I am a mathematician who specializes in homological algebra and commutative ring theory, with interests in the intersections of these subjects with algebraic geometry, homotopy theory, and noncommutative ring theory.
In my Ph.D. dissertation, I proved that local rings of minimal Hilbert-Samuel multiplicity may be identified through the structure of their Ext-algebras, a very sensitive homological invariant of a ring which contains all sorts of information. This established a link between the multiplicity of a local ring, which is of a distinctly geometric origin, and its Ext-algebra, which is a purely algebraic object. Ext-algebras that are Gorenstein or AS-regular were singled out in these results, two properties which are important in certain flavors of noncommutative projective algebraic geometry. The second part of my dissertation characterized local rings of minimal multiplicity in terms of a certain "homological linearity" property, which partially answered an open question in the theory of Koszul local rings.
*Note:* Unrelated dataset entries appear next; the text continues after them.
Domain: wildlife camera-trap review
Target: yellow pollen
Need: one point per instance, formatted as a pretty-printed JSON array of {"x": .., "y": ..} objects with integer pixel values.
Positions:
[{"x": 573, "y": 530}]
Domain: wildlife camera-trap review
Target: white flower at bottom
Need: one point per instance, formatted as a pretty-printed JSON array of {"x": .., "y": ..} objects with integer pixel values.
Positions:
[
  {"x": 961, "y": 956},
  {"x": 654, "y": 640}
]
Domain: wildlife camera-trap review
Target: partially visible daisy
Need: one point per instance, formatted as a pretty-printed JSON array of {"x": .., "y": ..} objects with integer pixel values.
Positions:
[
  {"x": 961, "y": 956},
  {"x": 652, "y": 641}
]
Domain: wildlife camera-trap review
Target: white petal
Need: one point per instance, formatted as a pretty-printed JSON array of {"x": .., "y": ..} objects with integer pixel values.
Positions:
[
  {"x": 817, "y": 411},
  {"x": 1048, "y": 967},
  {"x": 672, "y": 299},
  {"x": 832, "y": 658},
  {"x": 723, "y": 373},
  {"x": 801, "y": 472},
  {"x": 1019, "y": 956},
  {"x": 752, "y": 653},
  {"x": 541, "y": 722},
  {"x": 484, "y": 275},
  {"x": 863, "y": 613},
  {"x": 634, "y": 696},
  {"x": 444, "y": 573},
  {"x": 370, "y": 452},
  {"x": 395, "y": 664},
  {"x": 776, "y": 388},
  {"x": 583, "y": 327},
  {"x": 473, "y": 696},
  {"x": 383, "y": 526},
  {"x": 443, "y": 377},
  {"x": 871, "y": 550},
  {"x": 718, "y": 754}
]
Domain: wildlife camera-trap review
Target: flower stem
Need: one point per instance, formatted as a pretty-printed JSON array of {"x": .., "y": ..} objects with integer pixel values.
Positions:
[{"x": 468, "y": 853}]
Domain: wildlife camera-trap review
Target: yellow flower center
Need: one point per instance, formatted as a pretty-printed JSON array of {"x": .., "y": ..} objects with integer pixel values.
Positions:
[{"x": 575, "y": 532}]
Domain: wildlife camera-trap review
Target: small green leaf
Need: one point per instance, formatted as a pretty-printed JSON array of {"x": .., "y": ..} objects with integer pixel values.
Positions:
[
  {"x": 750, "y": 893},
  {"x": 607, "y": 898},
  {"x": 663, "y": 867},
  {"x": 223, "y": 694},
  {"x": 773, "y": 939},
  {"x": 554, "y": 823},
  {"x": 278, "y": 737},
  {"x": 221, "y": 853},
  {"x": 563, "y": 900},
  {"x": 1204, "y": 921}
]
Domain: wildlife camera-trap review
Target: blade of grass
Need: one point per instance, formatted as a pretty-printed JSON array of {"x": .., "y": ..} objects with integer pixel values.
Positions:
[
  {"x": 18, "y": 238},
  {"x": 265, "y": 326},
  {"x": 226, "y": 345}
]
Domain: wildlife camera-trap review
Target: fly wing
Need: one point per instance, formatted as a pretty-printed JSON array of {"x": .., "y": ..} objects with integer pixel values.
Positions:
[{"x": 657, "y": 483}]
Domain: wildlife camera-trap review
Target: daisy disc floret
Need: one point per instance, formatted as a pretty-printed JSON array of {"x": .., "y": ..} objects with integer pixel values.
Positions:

After writing my dissertation, I moved on to a project which studied the Koszul complex and Koszul homology algebra of a standard graded commutative algebra over a field. I proved that certain types of homological linearity (related to the one mentioned in the previous paragraph) transfer in a very clean and controlled manner between a given standard graded algebra, its Koszul complex, and its Koszul homology algebra. This required the introduction of new definitions which capture these types of homological linearity, and I then proved that these linearity phenomena actually occur "in nature" by giving several examples.
My current projects are inspired by recent developments and trends in algebraic topology, and homotopy theory specifically, the former being the birthplace of homological algebra. One project in particular seeks to use homotopy-theoretic techniques to understand how the homological invariants of a given local ring vary as the local ring is deformed — to use a suggestive metaphor, I am asking: "Can the homological invariants of a ring be viewed as a 'continuous function' of the ring?" Other projects are inspired by operad theory and are attempting to place the homological linearity phenomena mentioned above in a conceptual framework that has already been used to explain the connection between the Sullivan and Quillen approaches to rational homotopy theory. One theme that runs through all of my current projects is an emphasis on tracking certain higher-order operations that have been known to exist for decades, but are becoming the focus of renewed interest due to recent advances in the theory of homotopy algebras and their applications.
Published or to-appear articles
Preprints of my articles are available on the arXiv.
Homological criteria for minimal multiplicity, J. Algebra 523 (2019), 285-310.
Linear resolutions over Koszul complex and Koszul homology algebras, J. Algebra 572 (2021), 163-194.
Items in preparation
Three algebras and three definitions of Koszulness. Slides from a talk delivered at the "Route 81 Conference" at Queen's University, October 5, 2019, and "A Zoom Special Session on DG Methods in Commutative Algebra and Representation Theory," May 2, 2020. Based on the paper "Linear resolutions over Koszul complexes and Koszul homology algebras."
Curve singularities. For undergraduates. Explores the beautiful visuals that occur in the study of curve singularities. This is my attempt to write a math talk with as few symbols as possible.
Characterizations of minimal multiplicity via Ext-algebras. Slides from my Ph.D. thesis defense.
Ring theory & infinity. For undergraduates. An introduction to free resolutions in commutative algebra.